The axiom of choice is a fundamental mathematical assumption that has far reaching, and counterintuitive consequences. It is also a source of much philosophical debate and kerfuffle over the foundations of mathematics.
Despite this, I have never really come across what I would consider a clear and satisfactory explanation. This is even after doing a PhD in applied mathematics! On the other hand, there are many videos and articles, aimed at a less technical audience. But I feel that they tend to skip over too much.
Like the subtitle implies, I am going to try and provide an explanation that is as complete as possible, with as little mathematics as possible. For readers who are interested in the full gory technical details, the Stanford Encyclopedia of Philosophy has a great write up.
Set Theory and Russell's Paradox
The axiom of choice is an axiom in set theory. This means we first need to talk about set theory, and define what a set is, before we can proceed.
Axiomatic set theory is often regarded as the standard foundation of mathematics. This is a list of rules that mathematicians use when working with "sets". All mathematical objects are sets, and these objects can be gathered together to form new sets. For example, each whole number can be viewed as a set, and we can gather all the even ones together, to form the set of even numbers.

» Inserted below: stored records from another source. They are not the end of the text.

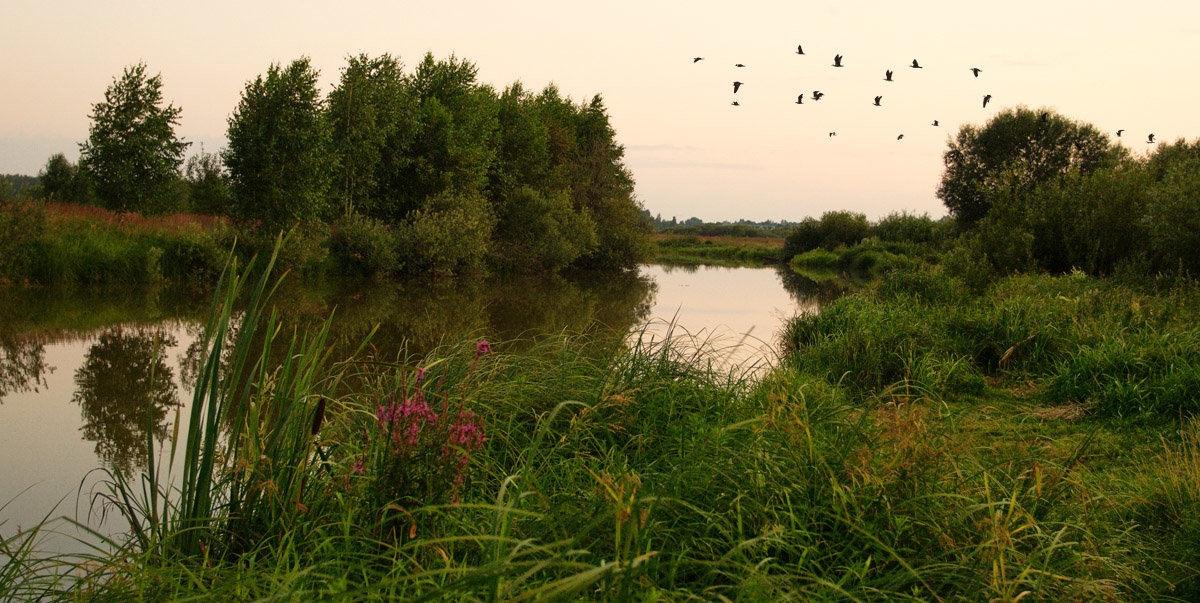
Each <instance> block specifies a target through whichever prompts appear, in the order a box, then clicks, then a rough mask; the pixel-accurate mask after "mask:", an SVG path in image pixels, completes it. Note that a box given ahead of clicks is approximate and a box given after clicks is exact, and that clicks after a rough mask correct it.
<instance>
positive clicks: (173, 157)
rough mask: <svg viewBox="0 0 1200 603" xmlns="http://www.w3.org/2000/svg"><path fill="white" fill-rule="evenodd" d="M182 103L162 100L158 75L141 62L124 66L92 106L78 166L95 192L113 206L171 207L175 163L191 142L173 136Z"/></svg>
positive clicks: (178, 172)
mask: <svg viewBox="0 0 1200 603" xmlns="http://www.w3.org/2000/svg"><path fill="white" fill-rule="evenodd" d="M180 112H181V109H180V108H179V107H175V106H174V105H167V106H166V107H164V106H163V97H162V77H161V76H160V74H155V76H152V77H148V76H146V66H145V64H143V62H139V64H137V65H134V66H132V67H126V68H125V72H124V73H122V74H121V77H120V78H114V79H113V84H112V85H109V86H108V89H107V90H106V91H104V100H103V101H102V102H98V103H96V105H94V106H92V113H91V129H90V131H89V135H88V141H86V142H84V143H82V144H80V145H79V150H80V157H79V167H80V168H82V169H83V171H84V172H86V173H88V174H89V175H90V179H91V181H92V185H94V190H95V193H96V198H97V199H98V201H100V203H101V204H102V205H103V207H106V208H108V209H112V210H115V211H140V213H162V211H167V210H169V209H173V205H174V204H175V202H176V201H178V199H176V198H175V195H174V191H175V183H176V180H178V179H179V166H180V165H181V163H182V162H184V153H185V150H186V149H187V145H188V144H190V143H186V142H182V141H180V139H179V138H176V137H175V126H176V125H178V124H179V115H180Z"/></svg>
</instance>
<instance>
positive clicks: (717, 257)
mask: <svg viewBox="0 0 1200 603" xmlns="http://www.w3.org/2000/svg"><path fill="white" fill-rule="evenodd" d="M650 241H652V244H653V247H654V253H653V257H654V261H655V262H661V263H674V264H713V265H746V264H751V265H762V264H773V263H778V262H779V253H780V251H781V250H782V247H784V239H781V238H764V237H701V235H696V234H654V235H652V237H650Z"/></svg>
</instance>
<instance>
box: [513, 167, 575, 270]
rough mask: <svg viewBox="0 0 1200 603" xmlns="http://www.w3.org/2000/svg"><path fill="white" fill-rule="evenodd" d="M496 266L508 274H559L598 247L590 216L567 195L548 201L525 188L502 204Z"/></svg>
mask: <svg viewBox="0 0 1200 603" xmlns="http://www.w3.org/2000/svg"><path fill="white" fill-rule="evenodd" d="M497 211H498V213H499V216H498V220H497V225H496V231H494V234H493V239H494V243H493V244H494V251H493V253H492V257H493V262H494V263H496V265H497V267H499V268H500V269H503V270H506V271H558V270H559V269H562V268H565V267H568V265H570V264H571V263H572V262H575V261H576V259H577V258H578V257H580V256H582V255H584V253H587V252H588V251H590V250H592V249H594V247H595V246H596V243H598V241H596V233H595V226H594V225H593V223H592V220H590V216H589V215H588V214H581V213H578V211H576V210H575V208H572V207H571V199H570V198H569V197H568V196H566V193H565V192H558V193H554V195H551V196H548V197H546V196H542V195H540V193H539V192H538V191H535V190H533V189H529V187H523V189H520V190H517V191H515V192H514V193H512V195H510V196H509V197H506V198H504V199H502V201H500V203H499V204H498V207H497Z"/></svg>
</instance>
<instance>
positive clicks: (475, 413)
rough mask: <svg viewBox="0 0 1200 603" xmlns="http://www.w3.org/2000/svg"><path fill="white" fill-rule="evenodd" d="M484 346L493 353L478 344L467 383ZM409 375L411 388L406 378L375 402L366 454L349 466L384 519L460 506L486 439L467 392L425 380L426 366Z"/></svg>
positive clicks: (486, 345) (407, 380) (476, 414)
mask: <svg viewBox="0 0 1200 603" xmlns="http://www.w3.org/2000/svg"><path fill="white" fill-rule="evenodd" d="M485 348H486V350H487V351H488V352H490V351H491V346H490V345H488V344H487V342H486V341H482V342H480V344H479V345H478V346H476V356H475V362H474V363H472V365H470V368H469V369H468V371H467V375H466V376H464V377H463V380H464V381H466V380H469V378H470V375H472V374H473V372H474V369H475V365H476V364H478V362H479V357H480V356H481V354H482V353H486V352H481V350H485ZM410 376H412V384H410V386H409V384H408V378H407V377H408V376H406V380H404V381H406V383H404V384H403V386H402V387H401V390H400V392H398V393H396V394H390V395H386V396H380V398H377V399H376V401H374V411H376V412H374V420H373V422H372V424H371V425H370V426H368V428H367V429H366V430H365V431H364V437H365V440H366V447H365V453H364V455H362V456H361V458H359V459H356V460H354V461H353V464H352V466H350V476H353V477H354V479H355V482H356V483H358V484H361V486H362V488H365V489H366V498H367V501H368V502H370V503H371V506H372V508H374V509H376V511H382V512H384V514H385V515H388V514H389V511H400V512H402V514H407V513H408V509H413V508H416V507H422V506H427V505H444V503H451V505H457V503H458V492H460V489H461V486H462V485H463V484H464V483H466V482H467V479H468V478H469V470H470V460H472V456H473V455H474V454H475V453H478V452H479V450H480V449H481V448H482V447H484V443H485V442H486V440H487V438H486V436H485V432H484V424H482V420H481V419H480V417H479V416H478V414H476V413H475V412H473V411H470V410H469V408H467V404H466V402H467V400H466V395H464V394H463V393H462V392H463V388H461V387H460V389H458V392H450V390H449V388H448V387H446V383H445V382H446V377H445V375H444V374H443V375H442V376H440V377H439V378H436V380H430V378H426V368H418V369H416V370H415V371H413V372H412V374H410ZM461 384H462V383H460V386H461ZM350 476H348V479H349V477H350ZM397 520H398V518H397ZM404 521H406V523H408V524H410V530H409V531H408V532H409V533H410V535H412V536H415V530H416V526H415V523H412V519H410V517H406V518H404ZM386 523H389V521H385V524H386ZM392 527H395V526H392Z"/></svg>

Mathematicians were working with sets before they were axiomatized by Zermelo and Fraenkel. However, it was discovered that if we did not have a list of rules that carefully state what is allowed to be a set, we run into problems like the famous Russell's Paradox, which goes like this.
- Let \( X \) be defined as the set of all sets that do not contain itself.
- If \( X \) contains itself, then it violates our definition, which would require it to not contain itself.
- So, we are stuck with the unpleasant situation where \( X \) cannot contain itself, and must also contain itself.
Choice Functions
Now that we have the concept of a set, we can go on to talk about choice functions. These are what the word "choice" in the name of the axiom refers to. To define what a choice function is, we first start with a collection \( X \) of non-empty sets. \[ X = \{ X_i \, \, | \, \, \forall i \in I, X_i \neq \varnothing \}. \]
The Axiom of Choice
Now we can formally state the axiom of choice.
Cartesian Product of Sets
Suppose we have two sets \( X_1 \) and \( X_2 \). We can take their Cartesian product,
The Axiom of Choice Again
With that, we can state the equivalent version of the axiom of choice using cartesian products.
This is essentially a way to "choose" an element from each \( X_i \). In fact, this version of the axiom can be shown to be equivalent to the previous one.
The Crux of the Problem
Axiomatic set theory allows us to have nonempty sets that contain elements. Given one of these nonempty set, \( X \), we can always "choose" an element from it with these steps:
- The definition of a nonempty set means that \( \exists x \) such that \( x \in X \).
- The rule of existential instantiation allows us to refer to an element \( y \) satisfying \( y \in X \), without actually knowing what \( y \) is or how we got it.
- A choice function defined on \( X \) is then given by \( f(X) = y \).
We can attempt to apply the same reasoning to choose an element from \( X_1 \). Then repeat to choose an element from \( X_2 \) and so on. We can keep repeating until we reach some set \( X_n \). This allows us to explicitly construct an element of \( X_1 \times X_2 \times ... \times X_n \), and hence demonstrate that it is nonempty.
But here lies the crux of the problem: while we can do this for any finite \( n \), there is no way to do this for all of the infinite number of sets in \( X \). This is the crucial reason why the axiom of choice has to be an axiom.
On the other hand, assuming that the axiom of choice is true leads to counterintuitive consequences, such as the infamous Banach-Tarski paradox, which allows us to split an object into two copies that are identical to the original object.
Application in Linear Algebra
This section is extremely complex, and is not required to understand the axiom of choice. Please feel free to skip it. Before we end this article, I would like to highlight an interesting application of the axiom of choice in linear algebra: it can be used to prove that every vector space has a basis.
The key part of the proof applies Zorn's Lemma, which is equivalent to the Axiom of Choice. A very brief summary of the proof goes like this.
- Let \( X \) be the set of all linearly independent subsets of a vector space \( V \).
- \( X \) contains the empty set, and so is nonempty. It is partially ordered by inclusion \( \subseteq \).
- Every chain (totally ordered subsets) in \( X \) has an upper bound (union of all elements in the chain).
- Every finite subset of this union has to be linearly independent. Hence, the upper bound is in \( X \).
- Apply Zorn's Lemma to get a maximal element \( L \in X \).
- \( L \) must span \( X \). If not, there will be a \( y \in X \) so that \( L \subset L \cup \{ y \} \).